Department of Intensive Care, Erasmus Medical Center, Erasmus University of Rotterdam, s Gravendijkwal 230, 3015 CE, Rotterdam, The Netherlands.
J Mol Med (Berl). 2010 Feb;88(2):127-33. doi: 10.1007/s00109-009-0585-6. Epub 2010 Jan 30.

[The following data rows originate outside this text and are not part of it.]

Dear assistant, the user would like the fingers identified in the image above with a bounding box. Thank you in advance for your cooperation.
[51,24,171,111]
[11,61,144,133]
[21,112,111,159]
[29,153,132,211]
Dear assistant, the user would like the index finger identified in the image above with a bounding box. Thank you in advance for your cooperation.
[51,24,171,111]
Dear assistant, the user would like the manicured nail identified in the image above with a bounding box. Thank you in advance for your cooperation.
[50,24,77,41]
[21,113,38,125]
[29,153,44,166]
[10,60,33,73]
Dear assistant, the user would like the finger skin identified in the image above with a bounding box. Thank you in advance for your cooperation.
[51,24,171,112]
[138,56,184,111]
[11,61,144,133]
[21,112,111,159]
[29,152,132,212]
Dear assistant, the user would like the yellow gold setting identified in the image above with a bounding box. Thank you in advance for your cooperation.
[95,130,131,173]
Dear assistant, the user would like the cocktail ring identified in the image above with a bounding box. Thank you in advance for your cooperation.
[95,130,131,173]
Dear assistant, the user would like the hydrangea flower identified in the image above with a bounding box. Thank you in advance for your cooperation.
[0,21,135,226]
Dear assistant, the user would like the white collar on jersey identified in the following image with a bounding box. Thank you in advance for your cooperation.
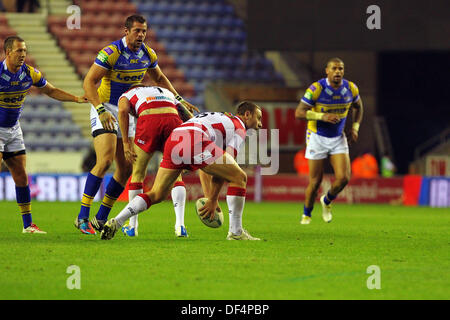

Sepsis results from the interaction between a host and an invading pathogen. The microcirculatory dysfunction is now considered central in the development of the often deadly multiple organ dysfunction syndrome in septic shock patients. The microcirculatory flow shutdown and flow shunting leading to oxygen demand and supply mismatch at the cellular level and the local activation of inflammatory pathways resulting from the leukocyte-endothelium interactions are both features of the sepsis-induced microcirculatory dysfunction. Although the host response through the inflammatory and immunologic response appears to be critical, there are also evidences that Gram-positive and Gram-negative bacteria can exert different effects at the microcirculatory level. In this review we discuss available data on the potential bacterial-specific microcirculatory alterations observed during sepsis.
脓毒症是宿主与入侵病原体相互作用的结果。目前认为,在感染性休克患者中经常致命的多器官功能障碍综合征的发展中,微循环功能障碍起着核心作用。微循环血流停止和分流导致细胞水平的氧需求和供应不匹配,以及白细胞-内皮相互作用导致局部炎症途径的激活,这些都是脓毒症引起的微循环功能障碍的特征。尽管宿主反应通过炎症和免疫反应似乎至关重要,但也有证据表明革兰氏阳性和革兰氏阴性细菌在微循环水平上可以产生不同的影响。在这篇综述中,我们讨论了关于脓毒症期间观察到的潜在细菌特异性微循环改变的现有数据。